母の中ではすっかりそれが所有物という認識なのだろう。
いやいや、これは都合がいい、とクリーニング屋さんに全部持ってかれてしまうかもね。
真坂さんっていつも親切だなぁ、クリーニングに出す服を風呂敷にまとめてくれて、と。
そうかね?
いや、この人も今日帰るっていうから、それじゃぁ、私もそろそろと思ってね
腕を後ろについて体を支え足を組みベッドの端に座り込む様は、どう見てもふんぞりかえっているようにさえ見える
(こりゃだめだ・・・)
と思った
気が大きくなっている時の母だ
人前で、この場合、相対して座っているお隣さんの前で「ええ格好」を演ずる「ええかっこしい」の母である。

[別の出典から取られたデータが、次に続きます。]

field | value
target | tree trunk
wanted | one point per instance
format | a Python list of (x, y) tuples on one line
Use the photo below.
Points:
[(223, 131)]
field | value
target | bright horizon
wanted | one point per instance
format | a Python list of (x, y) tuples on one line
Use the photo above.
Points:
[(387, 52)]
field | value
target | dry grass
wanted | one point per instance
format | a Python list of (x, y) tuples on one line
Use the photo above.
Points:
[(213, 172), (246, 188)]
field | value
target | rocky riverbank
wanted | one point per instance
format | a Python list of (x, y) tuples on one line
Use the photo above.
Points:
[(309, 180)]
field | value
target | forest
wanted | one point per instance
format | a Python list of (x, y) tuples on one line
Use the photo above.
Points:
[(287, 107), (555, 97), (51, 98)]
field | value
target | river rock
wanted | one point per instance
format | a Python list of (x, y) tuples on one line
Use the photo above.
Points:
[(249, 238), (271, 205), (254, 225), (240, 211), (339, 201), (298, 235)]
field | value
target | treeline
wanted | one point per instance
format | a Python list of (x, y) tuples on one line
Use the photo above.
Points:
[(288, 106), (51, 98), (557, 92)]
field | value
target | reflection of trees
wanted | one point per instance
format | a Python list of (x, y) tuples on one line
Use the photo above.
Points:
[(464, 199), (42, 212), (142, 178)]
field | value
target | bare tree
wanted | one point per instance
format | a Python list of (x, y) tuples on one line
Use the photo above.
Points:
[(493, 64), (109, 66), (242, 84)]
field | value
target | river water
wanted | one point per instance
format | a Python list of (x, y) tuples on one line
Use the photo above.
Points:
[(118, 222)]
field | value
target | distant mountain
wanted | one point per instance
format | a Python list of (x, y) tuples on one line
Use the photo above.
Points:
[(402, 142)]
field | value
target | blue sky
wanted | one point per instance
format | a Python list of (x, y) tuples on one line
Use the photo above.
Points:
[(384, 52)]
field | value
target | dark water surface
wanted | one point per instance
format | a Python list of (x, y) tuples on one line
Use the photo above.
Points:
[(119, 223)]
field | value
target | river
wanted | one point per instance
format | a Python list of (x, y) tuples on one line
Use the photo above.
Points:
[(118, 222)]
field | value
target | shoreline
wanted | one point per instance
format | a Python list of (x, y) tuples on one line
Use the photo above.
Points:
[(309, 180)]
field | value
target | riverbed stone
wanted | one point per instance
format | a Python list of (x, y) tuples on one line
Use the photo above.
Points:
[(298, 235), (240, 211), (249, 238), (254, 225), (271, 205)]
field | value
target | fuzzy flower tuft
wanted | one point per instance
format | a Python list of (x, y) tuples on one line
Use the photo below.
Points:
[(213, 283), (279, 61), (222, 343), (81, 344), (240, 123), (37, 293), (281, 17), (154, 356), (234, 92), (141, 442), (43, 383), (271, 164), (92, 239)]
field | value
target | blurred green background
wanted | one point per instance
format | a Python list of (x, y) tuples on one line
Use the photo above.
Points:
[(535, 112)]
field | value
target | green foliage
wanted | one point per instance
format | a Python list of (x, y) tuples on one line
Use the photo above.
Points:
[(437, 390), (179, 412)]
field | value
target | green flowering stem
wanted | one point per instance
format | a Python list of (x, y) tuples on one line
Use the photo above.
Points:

こんな時の母が最も重きをおくのは「いかに自分がええ格好に見られるか」であり、その絶対的基準に沿わないいかなる事実も、少なくとも人前では認めようとも、理解しようともしない。それが母である。
(こりゃだめだ・・・)
またそう思った。
そんな間も、それならこれを持って行きなよ、とベッド脇の引き出しからボールペンを取り出し(それが餞別代わりとでもいうことなのか)男性に手渡しながら、
なんか気の利いたものを、と思うんだけど、他に何もないんだよ、ここにはね。
と呟く母。
そう、物を授ける側、そういう立場こそが母にとっては最も精神的な落ち着き処なのかもしれない、少なくともその逆よりは遥かに、この場において。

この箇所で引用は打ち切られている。